I dismissed the idea that Bin Laden actually wants the rendez-vous that McCain promises at the Gates of Hell. I think the terrorist is probably pretty scared of the old Navy fighter pilot in a mano-a-mano situation.
Joe Nye, a former Clinton Administration official, makes an important point in the article: “From their perspective, a continuation of Bush policies is good for recruiting.”
But I think Kristof hits the nail right on the head when he compares McCain’s position to other mistakes made in recent American history:
“During the cold war, the American ideological fear of communism led us to mistake every muddle-headed leftist for a Soviet pawn. Our myopia helped lead to catastrophe in Vietnam.
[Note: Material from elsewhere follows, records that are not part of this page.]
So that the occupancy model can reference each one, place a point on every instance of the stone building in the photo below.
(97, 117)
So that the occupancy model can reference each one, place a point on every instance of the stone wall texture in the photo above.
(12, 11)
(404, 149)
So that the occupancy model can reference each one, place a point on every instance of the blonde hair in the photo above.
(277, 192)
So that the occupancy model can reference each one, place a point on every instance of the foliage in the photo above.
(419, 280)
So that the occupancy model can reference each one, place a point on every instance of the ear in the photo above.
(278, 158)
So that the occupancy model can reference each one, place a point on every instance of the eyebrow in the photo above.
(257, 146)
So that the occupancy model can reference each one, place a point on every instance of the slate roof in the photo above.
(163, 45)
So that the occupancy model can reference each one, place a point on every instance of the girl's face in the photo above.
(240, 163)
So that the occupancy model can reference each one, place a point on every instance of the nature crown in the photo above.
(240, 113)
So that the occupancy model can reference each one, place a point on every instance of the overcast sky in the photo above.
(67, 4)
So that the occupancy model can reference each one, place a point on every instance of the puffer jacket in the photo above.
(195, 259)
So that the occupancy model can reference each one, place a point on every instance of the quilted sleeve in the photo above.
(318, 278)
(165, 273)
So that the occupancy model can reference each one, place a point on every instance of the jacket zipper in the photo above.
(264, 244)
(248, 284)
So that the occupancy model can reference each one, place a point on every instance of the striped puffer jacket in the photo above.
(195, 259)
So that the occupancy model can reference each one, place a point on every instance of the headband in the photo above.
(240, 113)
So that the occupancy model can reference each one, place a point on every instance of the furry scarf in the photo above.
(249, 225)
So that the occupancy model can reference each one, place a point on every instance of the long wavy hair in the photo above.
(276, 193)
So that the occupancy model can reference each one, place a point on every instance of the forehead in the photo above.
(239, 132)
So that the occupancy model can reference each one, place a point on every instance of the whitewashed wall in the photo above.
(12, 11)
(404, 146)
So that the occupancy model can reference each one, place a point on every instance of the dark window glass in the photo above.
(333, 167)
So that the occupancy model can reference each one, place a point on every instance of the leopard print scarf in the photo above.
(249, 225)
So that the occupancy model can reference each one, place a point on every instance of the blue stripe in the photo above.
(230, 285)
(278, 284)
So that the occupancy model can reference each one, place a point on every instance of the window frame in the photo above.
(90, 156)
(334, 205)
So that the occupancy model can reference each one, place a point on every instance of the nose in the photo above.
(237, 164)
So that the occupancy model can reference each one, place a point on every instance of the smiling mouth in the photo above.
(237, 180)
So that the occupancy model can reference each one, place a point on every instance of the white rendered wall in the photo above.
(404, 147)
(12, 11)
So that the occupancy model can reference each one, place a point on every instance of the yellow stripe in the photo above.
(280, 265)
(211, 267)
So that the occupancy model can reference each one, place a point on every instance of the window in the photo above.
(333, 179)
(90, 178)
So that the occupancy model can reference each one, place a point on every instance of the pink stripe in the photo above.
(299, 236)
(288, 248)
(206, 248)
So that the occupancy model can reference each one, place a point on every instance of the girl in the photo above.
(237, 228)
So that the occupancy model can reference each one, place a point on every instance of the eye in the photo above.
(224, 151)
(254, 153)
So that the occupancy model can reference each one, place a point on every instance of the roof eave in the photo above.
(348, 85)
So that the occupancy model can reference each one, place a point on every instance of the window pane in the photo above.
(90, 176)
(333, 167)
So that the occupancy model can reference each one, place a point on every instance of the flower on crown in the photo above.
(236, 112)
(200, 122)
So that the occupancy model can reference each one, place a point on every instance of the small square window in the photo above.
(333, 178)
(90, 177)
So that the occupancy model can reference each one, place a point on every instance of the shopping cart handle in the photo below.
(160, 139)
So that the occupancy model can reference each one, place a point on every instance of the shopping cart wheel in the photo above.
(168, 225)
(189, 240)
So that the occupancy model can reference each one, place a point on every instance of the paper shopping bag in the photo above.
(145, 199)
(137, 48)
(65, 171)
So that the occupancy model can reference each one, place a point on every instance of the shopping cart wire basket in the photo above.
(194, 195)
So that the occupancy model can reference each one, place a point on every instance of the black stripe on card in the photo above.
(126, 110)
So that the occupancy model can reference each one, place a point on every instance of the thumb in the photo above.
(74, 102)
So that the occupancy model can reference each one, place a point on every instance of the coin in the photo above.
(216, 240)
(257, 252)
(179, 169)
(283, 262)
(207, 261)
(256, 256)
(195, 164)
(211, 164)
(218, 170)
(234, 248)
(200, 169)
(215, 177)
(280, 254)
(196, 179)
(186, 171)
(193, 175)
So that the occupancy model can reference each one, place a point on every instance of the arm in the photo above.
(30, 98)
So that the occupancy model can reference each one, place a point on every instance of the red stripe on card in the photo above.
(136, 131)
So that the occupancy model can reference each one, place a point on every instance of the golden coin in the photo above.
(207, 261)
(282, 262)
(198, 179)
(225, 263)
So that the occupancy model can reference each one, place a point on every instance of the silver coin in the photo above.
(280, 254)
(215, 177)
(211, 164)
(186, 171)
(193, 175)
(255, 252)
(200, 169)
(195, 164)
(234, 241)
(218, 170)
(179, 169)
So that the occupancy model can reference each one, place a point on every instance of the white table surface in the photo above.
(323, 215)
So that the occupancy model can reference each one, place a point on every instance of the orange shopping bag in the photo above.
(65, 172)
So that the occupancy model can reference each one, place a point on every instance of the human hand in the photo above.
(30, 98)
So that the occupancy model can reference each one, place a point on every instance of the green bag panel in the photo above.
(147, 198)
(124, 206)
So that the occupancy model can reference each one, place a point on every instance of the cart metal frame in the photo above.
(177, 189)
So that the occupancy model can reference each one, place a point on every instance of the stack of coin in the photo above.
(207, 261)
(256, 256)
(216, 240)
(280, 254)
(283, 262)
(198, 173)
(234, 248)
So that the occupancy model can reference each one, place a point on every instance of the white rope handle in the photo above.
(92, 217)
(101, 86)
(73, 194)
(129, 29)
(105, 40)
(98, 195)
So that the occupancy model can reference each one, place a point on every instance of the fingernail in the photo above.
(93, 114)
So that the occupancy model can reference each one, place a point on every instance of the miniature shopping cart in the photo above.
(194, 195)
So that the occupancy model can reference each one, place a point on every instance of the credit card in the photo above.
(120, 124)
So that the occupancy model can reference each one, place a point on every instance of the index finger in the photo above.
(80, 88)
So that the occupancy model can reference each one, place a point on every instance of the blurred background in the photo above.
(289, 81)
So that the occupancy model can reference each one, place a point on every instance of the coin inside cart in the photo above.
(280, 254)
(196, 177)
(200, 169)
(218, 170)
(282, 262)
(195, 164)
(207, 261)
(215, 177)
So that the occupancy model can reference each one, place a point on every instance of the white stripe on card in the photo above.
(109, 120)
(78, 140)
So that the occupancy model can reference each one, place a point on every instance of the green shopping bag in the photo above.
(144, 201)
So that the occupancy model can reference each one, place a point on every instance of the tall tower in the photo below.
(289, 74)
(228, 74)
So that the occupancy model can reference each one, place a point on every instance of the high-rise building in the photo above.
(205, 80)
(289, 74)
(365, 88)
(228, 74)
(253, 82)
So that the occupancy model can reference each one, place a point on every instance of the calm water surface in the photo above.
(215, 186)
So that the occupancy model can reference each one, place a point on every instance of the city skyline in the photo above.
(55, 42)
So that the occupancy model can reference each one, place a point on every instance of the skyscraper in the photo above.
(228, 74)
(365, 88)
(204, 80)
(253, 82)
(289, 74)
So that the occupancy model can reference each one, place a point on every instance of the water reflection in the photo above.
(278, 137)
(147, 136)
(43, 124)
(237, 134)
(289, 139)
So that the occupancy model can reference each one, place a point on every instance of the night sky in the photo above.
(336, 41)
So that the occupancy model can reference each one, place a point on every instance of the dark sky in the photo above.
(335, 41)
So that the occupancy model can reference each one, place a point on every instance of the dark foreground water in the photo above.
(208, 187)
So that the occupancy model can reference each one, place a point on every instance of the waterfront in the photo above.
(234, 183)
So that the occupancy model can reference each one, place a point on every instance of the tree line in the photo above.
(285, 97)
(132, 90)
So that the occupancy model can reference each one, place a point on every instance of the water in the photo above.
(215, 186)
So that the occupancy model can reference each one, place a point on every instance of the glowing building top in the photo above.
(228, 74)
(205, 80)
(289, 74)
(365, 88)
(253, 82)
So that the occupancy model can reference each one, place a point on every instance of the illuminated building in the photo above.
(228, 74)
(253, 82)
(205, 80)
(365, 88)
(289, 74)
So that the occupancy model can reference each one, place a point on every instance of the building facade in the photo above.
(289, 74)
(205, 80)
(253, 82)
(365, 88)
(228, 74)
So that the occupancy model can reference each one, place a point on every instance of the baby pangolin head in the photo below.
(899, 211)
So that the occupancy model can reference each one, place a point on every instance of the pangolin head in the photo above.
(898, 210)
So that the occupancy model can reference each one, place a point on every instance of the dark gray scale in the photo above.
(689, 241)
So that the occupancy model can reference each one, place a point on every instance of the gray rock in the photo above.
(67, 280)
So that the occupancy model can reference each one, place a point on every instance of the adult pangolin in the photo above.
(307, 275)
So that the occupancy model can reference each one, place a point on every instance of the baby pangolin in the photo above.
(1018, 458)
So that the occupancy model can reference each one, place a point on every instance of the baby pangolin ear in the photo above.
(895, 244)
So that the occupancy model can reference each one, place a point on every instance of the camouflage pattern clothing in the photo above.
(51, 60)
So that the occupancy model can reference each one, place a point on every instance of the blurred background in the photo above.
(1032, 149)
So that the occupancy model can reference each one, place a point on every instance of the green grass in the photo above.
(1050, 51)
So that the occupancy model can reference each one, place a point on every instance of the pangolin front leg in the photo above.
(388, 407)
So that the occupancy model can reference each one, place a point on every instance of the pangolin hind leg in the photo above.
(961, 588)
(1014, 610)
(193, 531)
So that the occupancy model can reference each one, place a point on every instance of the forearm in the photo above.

In the same way today, an exaggerated fear of ‘Islamofascism’ elides a complex reality and leads us to overreact and damage our own interests.”
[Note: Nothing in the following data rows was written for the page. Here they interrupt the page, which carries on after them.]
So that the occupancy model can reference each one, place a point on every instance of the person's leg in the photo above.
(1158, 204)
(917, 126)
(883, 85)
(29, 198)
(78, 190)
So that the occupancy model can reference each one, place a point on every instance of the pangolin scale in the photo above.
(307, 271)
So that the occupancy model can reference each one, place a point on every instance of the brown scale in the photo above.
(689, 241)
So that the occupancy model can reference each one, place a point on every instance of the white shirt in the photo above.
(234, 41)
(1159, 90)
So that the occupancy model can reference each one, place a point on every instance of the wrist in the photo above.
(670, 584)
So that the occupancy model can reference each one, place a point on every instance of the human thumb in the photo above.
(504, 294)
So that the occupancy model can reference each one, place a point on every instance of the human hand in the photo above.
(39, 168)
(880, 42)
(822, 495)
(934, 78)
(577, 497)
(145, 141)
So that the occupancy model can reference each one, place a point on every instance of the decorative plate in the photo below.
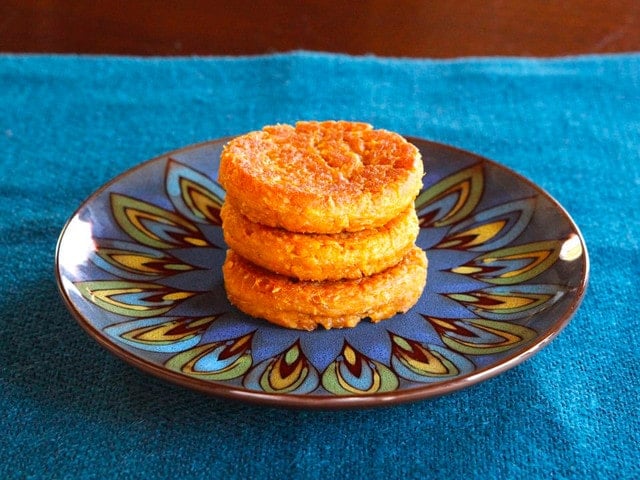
(139, 266)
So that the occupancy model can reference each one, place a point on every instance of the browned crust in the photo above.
(332, 304)
(315, 256)
(321, 177)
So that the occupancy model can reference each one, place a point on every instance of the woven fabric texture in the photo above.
(70, 409)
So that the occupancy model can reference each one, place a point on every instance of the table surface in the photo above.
(412, 28)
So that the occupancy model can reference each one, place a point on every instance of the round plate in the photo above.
(139, 265)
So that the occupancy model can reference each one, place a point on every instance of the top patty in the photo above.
(321, 177)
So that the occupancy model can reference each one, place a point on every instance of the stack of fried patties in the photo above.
(321, 225)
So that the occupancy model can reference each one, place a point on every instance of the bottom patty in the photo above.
(333, 304)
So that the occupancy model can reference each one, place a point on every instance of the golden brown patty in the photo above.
(317, 256)
(321, 177)
(333, 304)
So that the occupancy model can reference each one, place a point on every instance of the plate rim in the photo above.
(325, 402)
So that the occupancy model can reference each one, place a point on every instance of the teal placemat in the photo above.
(71, 410)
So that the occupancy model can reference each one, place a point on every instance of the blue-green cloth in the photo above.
(69, 409)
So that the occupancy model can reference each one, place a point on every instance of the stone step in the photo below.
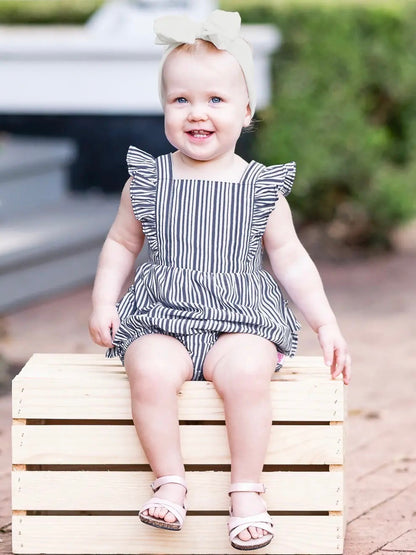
(33, 173)
(53, 249)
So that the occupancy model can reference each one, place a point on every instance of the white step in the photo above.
(53, 249)
(33, 173)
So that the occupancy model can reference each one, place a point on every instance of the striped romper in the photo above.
(204, 274)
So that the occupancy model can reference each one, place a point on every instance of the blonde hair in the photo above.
(200, 46)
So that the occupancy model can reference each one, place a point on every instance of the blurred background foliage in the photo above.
(343, 106)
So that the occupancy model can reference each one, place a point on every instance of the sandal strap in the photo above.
(237, 524)
(178, 512)
(171, 479)
(246, 486)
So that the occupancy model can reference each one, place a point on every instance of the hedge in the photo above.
(13, 12)
(343, 107)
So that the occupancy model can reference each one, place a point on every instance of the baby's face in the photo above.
(205, 103)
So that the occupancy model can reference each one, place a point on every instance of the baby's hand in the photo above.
(103, 325)
(335, 351)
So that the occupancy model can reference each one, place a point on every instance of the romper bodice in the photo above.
(205, 249)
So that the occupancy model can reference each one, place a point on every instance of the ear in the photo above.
(248, 116)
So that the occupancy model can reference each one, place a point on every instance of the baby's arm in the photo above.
(297, 273)
(121, 247)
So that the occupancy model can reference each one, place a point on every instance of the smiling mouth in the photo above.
(199, 133)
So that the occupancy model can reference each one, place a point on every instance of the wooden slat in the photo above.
(107, 397)
(119, 445)
(207, 491)
(201, 534)
(307, 367)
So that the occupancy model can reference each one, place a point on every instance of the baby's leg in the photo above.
(157, 366)
(240, 367)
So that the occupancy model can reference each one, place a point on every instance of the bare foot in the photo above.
(171, 492)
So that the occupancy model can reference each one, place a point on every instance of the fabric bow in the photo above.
(221, 28)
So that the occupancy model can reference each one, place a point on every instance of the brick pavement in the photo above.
(376, 306)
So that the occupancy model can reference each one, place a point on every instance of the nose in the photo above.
(197, 112)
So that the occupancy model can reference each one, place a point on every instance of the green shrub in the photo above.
(46, 11)
(344, 107)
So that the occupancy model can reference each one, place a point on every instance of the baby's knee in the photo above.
(152, 373)
(245, 376)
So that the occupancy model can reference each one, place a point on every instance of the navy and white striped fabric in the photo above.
(204, 274)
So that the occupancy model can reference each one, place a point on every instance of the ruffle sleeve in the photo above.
(143, 168)
(271, 181)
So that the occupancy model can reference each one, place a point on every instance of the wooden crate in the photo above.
(80, 475)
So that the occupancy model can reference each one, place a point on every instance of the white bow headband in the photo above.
(221, 28)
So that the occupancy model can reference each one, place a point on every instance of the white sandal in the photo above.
(178, 512)
(236, 524)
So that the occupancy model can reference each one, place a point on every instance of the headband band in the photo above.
(221, 28)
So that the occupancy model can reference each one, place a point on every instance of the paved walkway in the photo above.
(376, 304)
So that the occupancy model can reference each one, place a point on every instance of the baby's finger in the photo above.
(347, 370)
(328, 351)
(339, 362)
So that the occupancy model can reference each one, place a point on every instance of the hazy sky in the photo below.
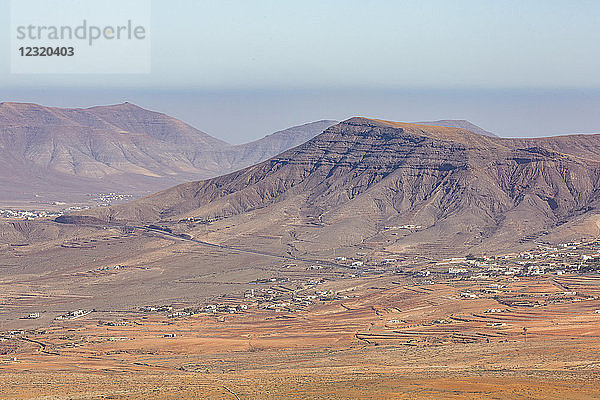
(239, 69)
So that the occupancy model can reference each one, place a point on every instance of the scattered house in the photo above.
(453, 270)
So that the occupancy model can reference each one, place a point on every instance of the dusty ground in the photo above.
(388, 340)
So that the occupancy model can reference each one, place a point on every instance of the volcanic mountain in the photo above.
(395, 186)
(118, 148)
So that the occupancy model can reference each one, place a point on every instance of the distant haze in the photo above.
(239, 116)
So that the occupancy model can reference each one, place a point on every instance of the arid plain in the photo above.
(377, 260)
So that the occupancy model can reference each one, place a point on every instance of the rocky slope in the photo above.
(459, 123)
(362, 179)
(118, 148)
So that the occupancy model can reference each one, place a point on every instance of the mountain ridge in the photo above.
(362, 175)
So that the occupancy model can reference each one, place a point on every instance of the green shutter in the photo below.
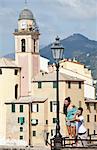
(13, 107)
(21, 108)
(54, 120)
(39, 84)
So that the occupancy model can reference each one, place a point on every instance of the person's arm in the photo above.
(77, 119)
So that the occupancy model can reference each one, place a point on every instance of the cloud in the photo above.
(79, 9)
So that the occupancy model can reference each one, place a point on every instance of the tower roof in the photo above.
(26, 14)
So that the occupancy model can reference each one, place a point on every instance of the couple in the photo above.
(74, 122)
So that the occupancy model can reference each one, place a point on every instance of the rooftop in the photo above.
(7, 63)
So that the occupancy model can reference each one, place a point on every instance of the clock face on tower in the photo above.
(23, 25)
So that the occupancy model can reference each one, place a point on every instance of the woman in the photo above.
(70, 111)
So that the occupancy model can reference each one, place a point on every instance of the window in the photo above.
(34, 121)
(34, 133)
(54, 120)
(21, 129)
(23, 45)
(13, 107)
(21, 120)
(16, 91)
(34, 108)
(95, 118)
(21, 108)
(94, 106)
(0, 71)
(39, 84)
(69, 84)
(21, 137)
(54, 84)
(53, 131)
(79, 85)
(88, 118)
(46, 121)
(16, 72)
(53, 106)
(34, 45)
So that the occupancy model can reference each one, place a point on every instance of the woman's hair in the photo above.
(65, 110)
(68, 99)
(65, 107)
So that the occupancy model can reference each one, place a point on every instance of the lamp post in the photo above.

Bin Laden has been an amazing failure in attracting Muslims to his call for an all-out war against the West. Almost no Muslims want that war, and even fewer are actually willing to fight in it.
So Al-Qaeda has gone to Plan B: create the illusion that more than a tiny handful of Muslims are engaged in this battle. That’s one of the reasons that Al-Qaeda chooses respectable members of a society – engineers, doctors – to carry out attacks.
But illusions are only successful when the audience gets duped. Too many McCain supporters have bought the Al-Qaeda line.
Consider the Clarion Fund, who sent 28 million copies of a Muslim-hating film called Obsession to households in swing states in a clear attempt to influence the election in favor of McCain. I’ve written elsewhere about how this film has made people afraid of their Muslim neighbors
But even more importantly, it makes all of us less secure. Because as our suspicions are cast upon our law-abiding Muslim neighbors, genuine terrorists might slip through.
If Al-Qaeda really thinks a McCain administration would both boost real recruiting AND help advertise the illusion that all Muslims are the enemy, it’s no wonder they are pulling for him.